Interventions for Caregivers

Caregivers usually define the onset of caregiving as the time of the patient’s first cancer diagnosis; ideally, interventions for the caregiver should begin then. However, no validated model exists that can be applied to understanding the family caregiver experience, and few settings perform routine caregiver assessment—making the job of oncology practitioners more difficult, as they have no suitable framework for guiding their care decisions.[1]

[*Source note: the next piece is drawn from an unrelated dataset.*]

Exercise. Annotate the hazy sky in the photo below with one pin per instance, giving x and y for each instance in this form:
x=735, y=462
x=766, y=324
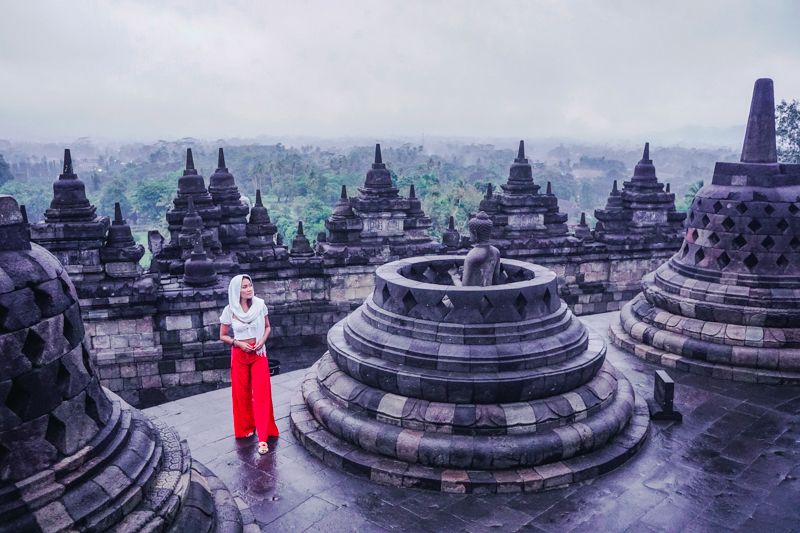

Generally speaking, interventions for the caregiver include the following:

  • Education and information.
  • Counseling and psychotherapy.
  • Home care services for the cancer patient.
  • Hospice care for the cancer patient.
  • The family meeting.
  • Psychoeducation.

Education and Information

Clinicians generally agree on the value of providing information to caregivers. Information tailored to a caregiver’s situation provides guidance for implementing care. Information may also help reduce the stress of caregiving and associated feelings of inadequacy and helplessness.[2] Information about the patient's disease trajectory, anticipated course of disease, and the range of emotions experienced by families helps normalize the experience and enhances a caregiver’s sense of control.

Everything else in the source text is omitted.